These terms crop up all the time in particle physics but I am confused as to what the difference is. I have read that hypercharge is the third component of isospin. This wikipedia page differentiates between hypercharge and weak hypercharge: https://en.wikipedia.org/wiki/Hypercharge. Please could someone just provide a breakdown of all these terms and where they are the same thing and where they are not? Thanks!

  • $\begingroup$ Do you know what the term "internal spaces" refers to? $\endgroup$
    – user226006
    Commented Mar 24, 2022 at 15:46
  • $\begingroup$ No, but I may be familiar with them just not by that name. From a Google search it is if the transformation is occuring in spacetime. $\endgroup$
    – spacexyz
    Commented Mar 24, 2022 at 16:07
  • $\begingroup$ A very good book on this is Deep Down Things by Bruce Schumm, it does a great job of explaining exactly what you are asking. "From a Google search it is if the transformation is occuring in spacetime". No, it's pretty much the exact opposite. Spacetime is external (ordinary) spaces, internal spaces are imaginary and allow us to view different groups of particles as rotations of one particle inside internal abstract spaces. Reading the book I recommend will make this clearer. $\endgroup$
    – user226006
    Commented Mar 24, 2022 at 16:52

1 Answer 1


Your particle physics book should precisely specify all these terms, and WP is only meant to summarize what you already know: it is not a tutorial. Google can only expose you to sources, but not organize them for you.

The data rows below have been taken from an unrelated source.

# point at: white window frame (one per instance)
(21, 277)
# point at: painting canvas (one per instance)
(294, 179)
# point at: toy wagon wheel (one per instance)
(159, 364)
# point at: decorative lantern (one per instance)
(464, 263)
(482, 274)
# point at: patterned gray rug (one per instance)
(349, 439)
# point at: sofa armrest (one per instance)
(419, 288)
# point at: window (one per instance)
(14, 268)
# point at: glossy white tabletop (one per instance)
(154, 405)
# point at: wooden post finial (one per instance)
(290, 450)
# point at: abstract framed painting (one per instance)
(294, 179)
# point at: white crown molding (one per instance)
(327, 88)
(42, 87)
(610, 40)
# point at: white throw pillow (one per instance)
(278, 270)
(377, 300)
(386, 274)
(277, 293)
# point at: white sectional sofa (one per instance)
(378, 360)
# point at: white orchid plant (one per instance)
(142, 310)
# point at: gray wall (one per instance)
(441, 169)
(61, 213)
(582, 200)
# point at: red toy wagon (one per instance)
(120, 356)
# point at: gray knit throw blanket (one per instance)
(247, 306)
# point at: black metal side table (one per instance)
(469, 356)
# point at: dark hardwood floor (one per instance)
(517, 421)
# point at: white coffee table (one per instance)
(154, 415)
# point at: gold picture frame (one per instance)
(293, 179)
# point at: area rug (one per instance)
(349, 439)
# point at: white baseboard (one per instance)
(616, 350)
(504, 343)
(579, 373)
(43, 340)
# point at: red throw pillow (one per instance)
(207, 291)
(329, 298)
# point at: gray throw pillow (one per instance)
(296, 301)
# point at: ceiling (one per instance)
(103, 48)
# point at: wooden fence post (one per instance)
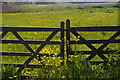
(62, 42)
(67, 38)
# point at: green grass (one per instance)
(51, 16)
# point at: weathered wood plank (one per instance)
(31, 42)
(94, 41)
(90, 52)
(97, 28)
(26, 66)
(30, 29)
(27, 54)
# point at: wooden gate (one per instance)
(94, 51)
(26, 43)
(74, 30)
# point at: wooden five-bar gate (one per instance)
(64, 43)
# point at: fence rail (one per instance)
(63, 42)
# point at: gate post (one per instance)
(67, 38)
(62, 42)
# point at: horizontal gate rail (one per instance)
(81, 40)
(30, 29)
(31, 42)
(94, 41)
(33, 54)
(26, 66)
(90, 52)
(28, 54)
(102, 28)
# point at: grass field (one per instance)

  • In the strong interactions, isospin represents a vectorlike SU(2) flavor symmetry, explicitly broken by quark masses. (Vectorlike means it acts the same for left or right quarks chiralities.) SU(2) has three (almost) conserved generators, and one of them, $I_3$, is instrumental in the Gell-Mann-Nishijima formula, $Q=I_3+Y/2$, yielding the charge of the multiplet in terms of it and Y, the

  • Hypercharge, a different vectorlike conserved quantity, which depends on other charges, like baryon number and strangeness.

This pattern/arrangement is replicated in a skewed fun-house-mirror manner in the Weak Interactions, which, however, are chiral: they treat right and left fermions very differently. This is the heart of the Standard Model. The symmetries now are exact (not explicitly broken), but they are now realized in a peculiar nonlinear (shift) mode, spontaneous symmetry breaking, the mode of Nambu and Goldstone.

  • As a result, weak isospin sits in the left-chiral group SU(2) underlying the gauge theory of the electroweak interactions, and the weak hypercharge is the corresponding "correction" in the Gell-Mann-Nishijima formula giving the correct electric charges for all fermions, again. So a right- and a left-chiral fermion have identical electric charge, even though it is put together very differently from very different weak $I_3$s and

  • weak hypercharges. Since right-chiral particles have absolutely no weak isospin,$I=0$, $I_3=0$), their electric charge is due to just weak hypercharge.

You find those tabulated in WP, and the first duty of the student is to put them together properly and see why they must be what they are.